第27章 俺の息子④

 竜司の説明に続いて、スクリーンには、ミイラのように痩せ細り、飢餓で死んでいった老若男女と、幼い子供たち、乳幼児も、何万、何十万の人々の無残な様子が映し出されていた。そして世界中で食料を求める大規模なデモの模様が映し出され、そのデモの中には少年少女たちもいた。それを容赦なく弾圧する警察と軍隊が映っていた。それでも民衆はいくら激しい弾圧を受け続けても、むしろデモ抗議の輪は膨らむ一方で、全ての国が内戦状態化していった。


 当初は、圧倒的な武力を擁する政府軍に人々は圧倒されていたが、民衆の圧倒的な数の力で、だんだんと政府を追い詰めるようになっていった。形勢が変わった理由の一つには、鎮圧に加わっていた兵士たちが民衆に味方するようになったことだ。

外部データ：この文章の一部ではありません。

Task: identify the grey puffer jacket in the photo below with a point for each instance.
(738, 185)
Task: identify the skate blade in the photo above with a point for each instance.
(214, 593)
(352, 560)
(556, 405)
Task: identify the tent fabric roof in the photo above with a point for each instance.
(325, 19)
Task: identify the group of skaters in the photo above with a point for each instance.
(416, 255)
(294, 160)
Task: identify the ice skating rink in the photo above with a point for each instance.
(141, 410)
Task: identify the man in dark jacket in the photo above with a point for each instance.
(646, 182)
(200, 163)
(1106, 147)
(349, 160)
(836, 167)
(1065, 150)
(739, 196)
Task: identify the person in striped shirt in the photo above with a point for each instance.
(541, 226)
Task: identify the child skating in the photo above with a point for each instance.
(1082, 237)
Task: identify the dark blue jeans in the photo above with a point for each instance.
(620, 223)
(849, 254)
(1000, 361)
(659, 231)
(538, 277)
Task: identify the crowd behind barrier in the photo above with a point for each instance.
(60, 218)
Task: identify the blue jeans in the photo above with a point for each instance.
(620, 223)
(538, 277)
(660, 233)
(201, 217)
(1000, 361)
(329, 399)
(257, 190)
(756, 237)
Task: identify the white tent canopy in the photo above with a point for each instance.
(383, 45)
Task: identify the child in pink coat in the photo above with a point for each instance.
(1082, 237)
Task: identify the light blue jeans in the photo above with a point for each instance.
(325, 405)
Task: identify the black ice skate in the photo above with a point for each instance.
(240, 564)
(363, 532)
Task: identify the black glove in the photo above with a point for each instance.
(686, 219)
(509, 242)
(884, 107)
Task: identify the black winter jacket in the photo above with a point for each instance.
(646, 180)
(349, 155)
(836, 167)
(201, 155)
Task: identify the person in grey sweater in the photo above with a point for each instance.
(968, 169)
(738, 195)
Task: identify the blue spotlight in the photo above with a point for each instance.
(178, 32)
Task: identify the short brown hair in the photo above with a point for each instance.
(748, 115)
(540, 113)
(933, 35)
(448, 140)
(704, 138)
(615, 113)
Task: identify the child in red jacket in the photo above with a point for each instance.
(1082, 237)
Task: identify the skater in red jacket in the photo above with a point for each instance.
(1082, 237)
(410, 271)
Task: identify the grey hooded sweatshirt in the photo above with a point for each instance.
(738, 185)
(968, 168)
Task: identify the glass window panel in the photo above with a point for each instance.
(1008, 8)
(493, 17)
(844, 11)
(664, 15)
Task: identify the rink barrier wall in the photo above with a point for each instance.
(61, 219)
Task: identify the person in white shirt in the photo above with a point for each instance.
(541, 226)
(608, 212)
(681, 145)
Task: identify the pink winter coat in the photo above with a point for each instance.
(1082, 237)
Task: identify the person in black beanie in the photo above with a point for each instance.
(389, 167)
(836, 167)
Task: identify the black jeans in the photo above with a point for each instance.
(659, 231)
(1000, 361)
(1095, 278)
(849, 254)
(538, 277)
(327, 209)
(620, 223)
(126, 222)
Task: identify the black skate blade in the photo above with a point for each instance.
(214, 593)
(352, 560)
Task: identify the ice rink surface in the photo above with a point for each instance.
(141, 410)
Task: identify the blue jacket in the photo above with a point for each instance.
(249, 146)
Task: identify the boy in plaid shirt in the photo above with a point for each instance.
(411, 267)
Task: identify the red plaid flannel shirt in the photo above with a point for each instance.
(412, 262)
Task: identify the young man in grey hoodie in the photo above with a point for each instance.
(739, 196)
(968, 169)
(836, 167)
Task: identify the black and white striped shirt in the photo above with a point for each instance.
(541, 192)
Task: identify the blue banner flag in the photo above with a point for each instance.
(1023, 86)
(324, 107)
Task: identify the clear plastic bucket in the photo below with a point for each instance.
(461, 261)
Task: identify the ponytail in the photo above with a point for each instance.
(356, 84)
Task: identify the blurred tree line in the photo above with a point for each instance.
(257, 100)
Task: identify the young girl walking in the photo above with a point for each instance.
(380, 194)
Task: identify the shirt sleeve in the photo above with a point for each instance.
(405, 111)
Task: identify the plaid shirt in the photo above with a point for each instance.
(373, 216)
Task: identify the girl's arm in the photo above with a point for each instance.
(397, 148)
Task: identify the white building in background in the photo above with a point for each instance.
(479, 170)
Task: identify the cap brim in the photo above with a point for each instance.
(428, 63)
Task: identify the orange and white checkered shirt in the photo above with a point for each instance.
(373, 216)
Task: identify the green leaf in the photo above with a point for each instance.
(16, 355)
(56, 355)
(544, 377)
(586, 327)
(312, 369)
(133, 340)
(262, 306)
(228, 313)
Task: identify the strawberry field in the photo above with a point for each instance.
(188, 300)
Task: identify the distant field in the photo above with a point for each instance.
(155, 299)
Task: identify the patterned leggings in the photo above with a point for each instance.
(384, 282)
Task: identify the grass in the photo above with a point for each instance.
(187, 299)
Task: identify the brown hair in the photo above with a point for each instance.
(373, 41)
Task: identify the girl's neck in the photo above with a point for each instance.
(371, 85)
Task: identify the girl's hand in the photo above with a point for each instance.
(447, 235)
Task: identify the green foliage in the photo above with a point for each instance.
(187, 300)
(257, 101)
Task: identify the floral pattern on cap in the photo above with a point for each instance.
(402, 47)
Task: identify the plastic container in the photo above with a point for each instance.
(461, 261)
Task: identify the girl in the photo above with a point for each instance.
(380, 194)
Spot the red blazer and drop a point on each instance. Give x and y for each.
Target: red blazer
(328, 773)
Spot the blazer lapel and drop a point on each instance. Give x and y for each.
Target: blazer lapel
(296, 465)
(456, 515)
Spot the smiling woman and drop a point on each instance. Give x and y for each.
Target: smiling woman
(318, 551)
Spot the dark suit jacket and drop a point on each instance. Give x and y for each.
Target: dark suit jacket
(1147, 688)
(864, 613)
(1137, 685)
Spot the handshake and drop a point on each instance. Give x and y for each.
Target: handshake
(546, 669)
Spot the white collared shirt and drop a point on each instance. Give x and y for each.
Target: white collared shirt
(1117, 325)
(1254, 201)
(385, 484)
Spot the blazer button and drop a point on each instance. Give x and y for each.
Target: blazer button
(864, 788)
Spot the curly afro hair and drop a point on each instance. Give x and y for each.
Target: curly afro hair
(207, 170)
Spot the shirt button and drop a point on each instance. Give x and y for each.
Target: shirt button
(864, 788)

 だが、民衆の勢いは長くは続かなった。AIのロボット部隊が弾圧に乗り出すと、戦況は一変した。ロボットは人間の兵士とは違って、幼い子供、幼児であっても容赦なく全員殺害した。そのロボットを使った政府の無差別殺害に嫌気して、ついには全兵士が民衆の側について、ロボット軍と戦うようになっていった。


 これで、形勢は再逆転するかと思われた。だがロボット軍が反転攻勢を始めると、民衆の武力組織と反政府軍の連合軍は次々と駆逐されていった。それでも民衆の政府への攻撃が収まることはなかった。


 世界は、完全に壊れていた。そんな狂った人間の世界を、冷ややかな眼で見ているものたちがいた。


 アメリカ、中国、両勢力が完成させた、完全自立のAIたちだ。